Monday, October 10, 2016

Adieu, Stainy McStain

I had a habit of nick-naming my clothes or that worn by others. That stopped after thewife gave away a shirt she liked I called "Sergeant Pepper" for the faux epaulets on the shoulders because I kept saying "Hey, Sergeant Pepper!" whenever she wore it.

So there's a relationship tip; don't give nick-names to your partner's clothing.

I of course still have nick-names for mine and one such shirt was "Stainy McStain", a green and blue collarless t-shirt I wore with ladies PJ bottoms for post-shower-home attire and which had a permanent Mongolian-spot like stain on the front across the white section.

Each time I wore it I'd shout "I'M WEARING A SHIRT" forcing thewife to wearily rejoinder "Is it Stainy McStain?"—the only answer I'd accept.

Recently my wardrobe got thinned by thewife. All the clothes three tree rings ago plus others rarely worn went.

I noticed Stainy McStain was no longer in the t-shirt section. 
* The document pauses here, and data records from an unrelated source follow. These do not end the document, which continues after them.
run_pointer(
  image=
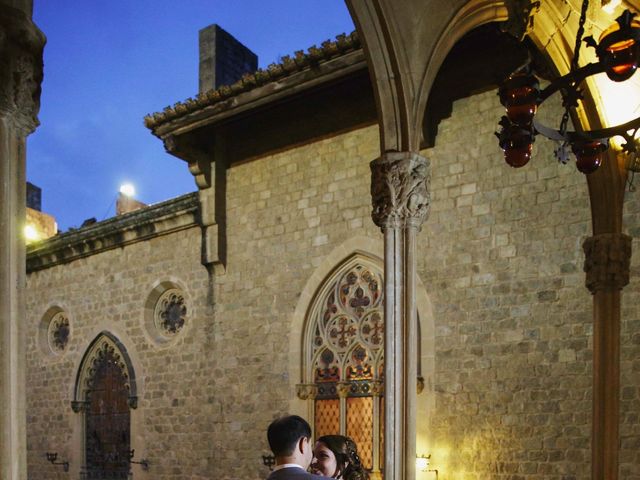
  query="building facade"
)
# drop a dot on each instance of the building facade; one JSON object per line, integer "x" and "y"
{"x": 176, "y": 333}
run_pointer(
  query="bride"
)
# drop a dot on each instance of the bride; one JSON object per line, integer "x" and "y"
{"x": 336, "y": 456}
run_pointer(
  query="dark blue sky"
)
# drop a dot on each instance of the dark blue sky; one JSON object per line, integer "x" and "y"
{"x": 108, "y": 64}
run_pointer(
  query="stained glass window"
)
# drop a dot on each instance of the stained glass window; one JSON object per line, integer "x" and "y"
{"x": 345, "y": 333}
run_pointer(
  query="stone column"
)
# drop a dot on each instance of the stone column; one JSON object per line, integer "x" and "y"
{"x": 377, "y": 391}
{"x": 400, "y": 195}
{"x": 607, "y": 260}
{"x": 21, "y": 45}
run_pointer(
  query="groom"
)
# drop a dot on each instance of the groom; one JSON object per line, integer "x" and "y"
{"x": 290, "y": 441}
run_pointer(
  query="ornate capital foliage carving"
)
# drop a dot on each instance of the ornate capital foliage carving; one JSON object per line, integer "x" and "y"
{"x": 400, "y": 190}
{"x": 607, "y": 260}
{"x": 21, "y": 46}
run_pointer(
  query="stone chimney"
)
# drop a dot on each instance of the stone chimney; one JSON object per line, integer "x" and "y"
{"x": 223, "y": 59}
{"x": 34, "y": 197}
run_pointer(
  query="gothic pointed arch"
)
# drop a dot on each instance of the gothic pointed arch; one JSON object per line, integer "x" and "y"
{"x": 105, "y": 393}
{"x": 342, "y": 346}
{"x": 104, "y": 344}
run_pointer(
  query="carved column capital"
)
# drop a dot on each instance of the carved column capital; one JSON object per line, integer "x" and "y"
{"x": 21, "y": 45}
{"x": 400, "y": 190}
{"x": 306, "y": 391}
{"x": 607, "y": 260}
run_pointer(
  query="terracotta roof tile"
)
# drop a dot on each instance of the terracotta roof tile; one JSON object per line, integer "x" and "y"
{"x": 288, "y": 65}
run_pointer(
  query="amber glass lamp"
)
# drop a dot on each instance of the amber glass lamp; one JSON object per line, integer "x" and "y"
{"x": 618, "y": 54}
{"x": 588, "y": 155}
{"x": 619, "y": 47}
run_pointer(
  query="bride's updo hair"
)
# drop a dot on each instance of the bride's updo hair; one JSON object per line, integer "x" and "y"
{"x": 346, "y": 453}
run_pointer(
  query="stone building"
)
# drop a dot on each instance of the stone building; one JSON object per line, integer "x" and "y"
{"x": 177, "y": 332}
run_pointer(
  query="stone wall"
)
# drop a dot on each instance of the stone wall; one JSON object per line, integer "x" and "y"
{"x": 501, "y": 260}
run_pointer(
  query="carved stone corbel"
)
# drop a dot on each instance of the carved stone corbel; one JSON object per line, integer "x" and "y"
{"x": 21, "y": 46}
{"x": 607, "y": 261}
{"x": 306, "y": 391}
{"x": 79, "y": 406}
{"x": 400, "y": 190}
{"x": 199, "y": 164}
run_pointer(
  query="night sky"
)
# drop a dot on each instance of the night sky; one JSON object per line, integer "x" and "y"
{"x": 108, "y": 64}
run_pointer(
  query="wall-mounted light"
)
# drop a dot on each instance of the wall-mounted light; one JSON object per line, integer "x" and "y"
{"x": 127, "y": 189}
{"x": 423, "y": 462}
{"x": 269, "y": 461}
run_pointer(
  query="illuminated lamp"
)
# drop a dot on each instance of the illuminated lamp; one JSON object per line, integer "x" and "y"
{"x": 588, "y": 155}
{"x": 619, "y": 47}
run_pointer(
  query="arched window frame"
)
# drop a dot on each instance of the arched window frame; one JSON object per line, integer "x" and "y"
{"x": 79, "y": 404}
{"x": 308, "y": 389}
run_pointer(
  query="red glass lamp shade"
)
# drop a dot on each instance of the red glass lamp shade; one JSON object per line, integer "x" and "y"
{"x": 588, "y": 155}
{"x": 516, "y": 143}
{"x": 519, "y": 96}
{"x": 619, "y": 48}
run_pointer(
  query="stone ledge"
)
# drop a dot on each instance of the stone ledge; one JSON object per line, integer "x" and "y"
{"x": 269, "y": 85}
{"x": 160, "y": 219}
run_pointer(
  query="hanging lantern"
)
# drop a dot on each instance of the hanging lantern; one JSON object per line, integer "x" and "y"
{"x": 619, "y": 47}
{"x": 519, "y": 95}
{"x": 588, "y": 155}
{"x": 516, "y": 143}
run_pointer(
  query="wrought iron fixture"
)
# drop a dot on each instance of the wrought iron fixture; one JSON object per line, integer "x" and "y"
{"x": 52, "y": 457}
{"x": 269, "y": 461}
{"x": 144, "y": 463}
{"x": 618, "y": 54}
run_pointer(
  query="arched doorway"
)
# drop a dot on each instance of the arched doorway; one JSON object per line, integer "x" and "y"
{"x": 105, "y": 394}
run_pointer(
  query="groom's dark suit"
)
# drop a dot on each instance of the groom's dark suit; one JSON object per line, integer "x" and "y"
{"x": 293, "y": 473}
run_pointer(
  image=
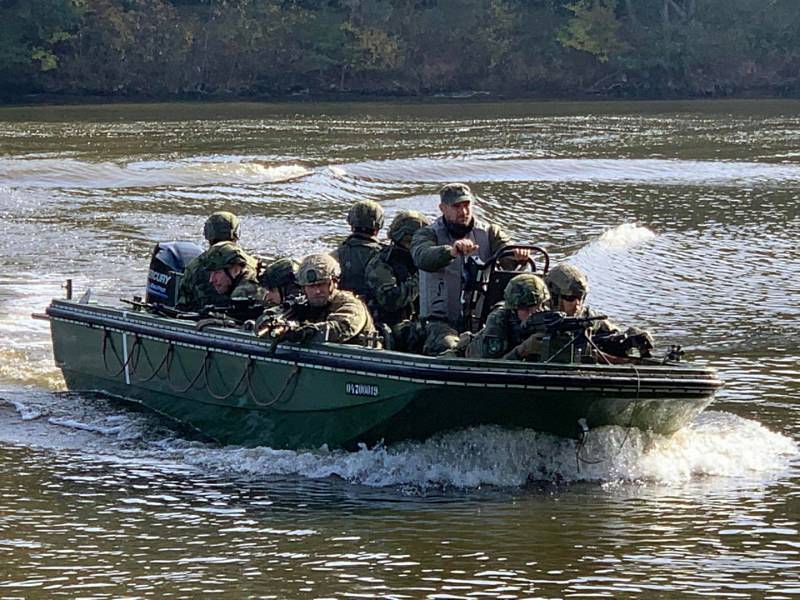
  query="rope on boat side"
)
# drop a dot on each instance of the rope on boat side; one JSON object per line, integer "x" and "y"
{"x": 275, "y": 399}
{"x": 124, "y": 363}
{"x": 154, "y": 370}
{"x": 245, "y": 374}
{"x": 194, "y": 379}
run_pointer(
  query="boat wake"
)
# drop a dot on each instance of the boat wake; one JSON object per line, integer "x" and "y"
{"x": 711, "y": 447}
{"x": 193, "y": 171}
{"x": 597, "y": 170}
{"x": 491, "y": 456}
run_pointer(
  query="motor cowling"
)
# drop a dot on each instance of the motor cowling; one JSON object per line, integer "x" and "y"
{"x": 167, "y": 263}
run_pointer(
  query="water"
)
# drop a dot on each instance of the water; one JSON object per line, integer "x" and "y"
{"x": 685, "y": 217}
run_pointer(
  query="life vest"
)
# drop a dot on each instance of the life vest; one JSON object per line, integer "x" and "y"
{"x": 440, "y": 291}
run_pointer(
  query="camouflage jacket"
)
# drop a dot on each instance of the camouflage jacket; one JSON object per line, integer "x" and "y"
{"x": 342, "y": 320}
{"x": 353, "y": 255}
{"x": 393, "y": 285}
{"x": 502, "y": 332}
{"x": 504, "y": 336}
{"x": 196, "y": 290}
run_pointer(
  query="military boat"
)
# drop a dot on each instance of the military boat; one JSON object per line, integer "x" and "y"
{"x": 240, "y": 389}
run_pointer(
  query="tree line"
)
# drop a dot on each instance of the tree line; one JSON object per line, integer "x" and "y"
{"x": 277, "y": 48}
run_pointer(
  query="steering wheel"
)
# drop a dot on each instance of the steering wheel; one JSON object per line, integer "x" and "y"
{"x": 508, "y": 251}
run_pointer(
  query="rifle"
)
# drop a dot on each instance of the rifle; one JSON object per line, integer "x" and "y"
{"x": 279, "y": 321}
{"x": 552, "y": 321}
{"x": 239, "y": 309}
{"x": 157, "y": 308}
{"x": 560, "y": 335}
{"x": 632, "y": 342}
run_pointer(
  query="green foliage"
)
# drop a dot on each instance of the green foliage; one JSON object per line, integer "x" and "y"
{"x": 593, "y": 29}
{"x": 239, "y": 48}
{"x": 31, "y": 32}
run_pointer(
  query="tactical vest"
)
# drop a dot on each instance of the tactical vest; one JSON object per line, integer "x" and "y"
{"x": 353, "y": 255}
{"x": 403, "y": 268}
{"x": 440, "y": 291}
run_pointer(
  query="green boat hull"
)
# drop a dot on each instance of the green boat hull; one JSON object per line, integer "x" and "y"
{"x": 238, "y": 389}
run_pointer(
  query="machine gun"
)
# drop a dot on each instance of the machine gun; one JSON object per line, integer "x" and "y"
{"x": 632, "y": 342}
{"x": 160, "y": 309}
{"x": 552, "y": 321}
{"x": 560, "y": 338}
{"x": 239, "y": 309}
{"x": 278, "y": 322}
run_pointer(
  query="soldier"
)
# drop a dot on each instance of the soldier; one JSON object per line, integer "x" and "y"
{"x": 230, "y": 273}
{"x": 503, "y": 336}
{"x": 279, "y": 281}
{"x": 439, "y": 252}
{"x": 568, "y": 287}
{"x": 196, "y": 290}
{"x": 353, "y": 254}
{"x": 331, "y": 314}
{"x": 391, "y": 275}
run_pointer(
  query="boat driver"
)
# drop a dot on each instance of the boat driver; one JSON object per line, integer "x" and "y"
{"x": 331, "y": 314}
{"x": 439, "y": 252}
{"x": 196, "y": 290}
{"x": 568, "y": 287}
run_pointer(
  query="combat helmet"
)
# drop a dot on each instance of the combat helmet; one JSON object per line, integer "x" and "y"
{"x": 279, "y": 274}
{"x": 524, "y": 290}
{"x": 223, "y": 255}
{"x": 405, "y": 223}
{"x": 566, "y": 280}
{"x": 453, "y": 193}
{"x": 221, "y": 226}
{"x": 317, "y": 268}
{"x": 365, "y": 215}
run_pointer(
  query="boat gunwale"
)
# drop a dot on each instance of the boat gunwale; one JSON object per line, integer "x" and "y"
{"x": 643, "y": 380}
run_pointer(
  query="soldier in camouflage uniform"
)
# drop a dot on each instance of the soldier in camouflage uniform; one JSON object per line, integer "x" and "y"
{"x": 391, "y": 275}
{"x": 279, "y": 280}
{"x": 568, "y": 287}
{"x": 196, "y": 290}
{"x": 331, "y": 314}
{"x": 439, "y": 252}
{"x": 230, "y": 273}
{"x": 365, "y": 219}
{"x": 503, "y": 335}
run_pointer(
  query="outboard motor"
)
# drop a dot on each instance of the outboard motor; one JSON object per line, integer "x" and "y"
{"x": 167, "y": 263}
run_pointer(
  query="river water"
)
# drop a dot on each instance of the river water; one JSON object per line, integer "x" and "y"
{"x": 686, "y": 217}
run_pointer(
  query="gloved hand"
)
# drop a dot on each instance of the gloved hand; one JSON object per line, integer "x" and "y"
{"x": 301, "y": 335}
{"x": 641, "y": 340}
{"x": 529, "y": 349}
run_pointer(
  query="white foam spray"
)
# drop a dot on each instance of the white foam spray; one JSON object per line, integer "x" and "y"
{"x": 497, "y": 457}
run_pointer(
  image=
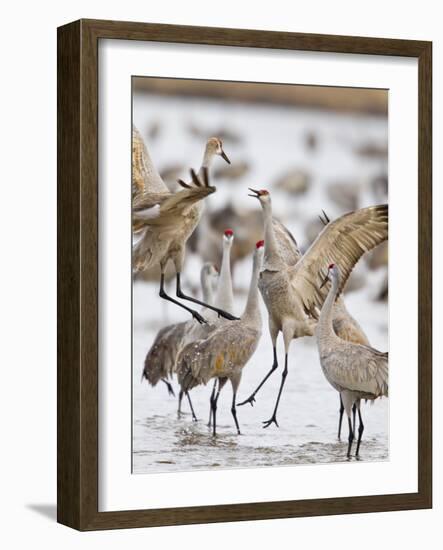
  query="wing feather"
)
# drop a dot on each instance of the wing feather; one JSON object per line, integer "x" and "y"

At first she lied and said I'd lost it at the coast but then confessed it was in the mini-fridge sized bulk clothing bag where all the thinned clothing had gone because she hated it.

To get it back would require diving back into the mega-bag of carefully folded to-give-away clothing and I don't have the physical capacity to do it without making a mess.

I have been checkmated. 

So adieu, Stainy McStain, you wore on me well. Good luck for when you get tipped into that machine that spits out blankets.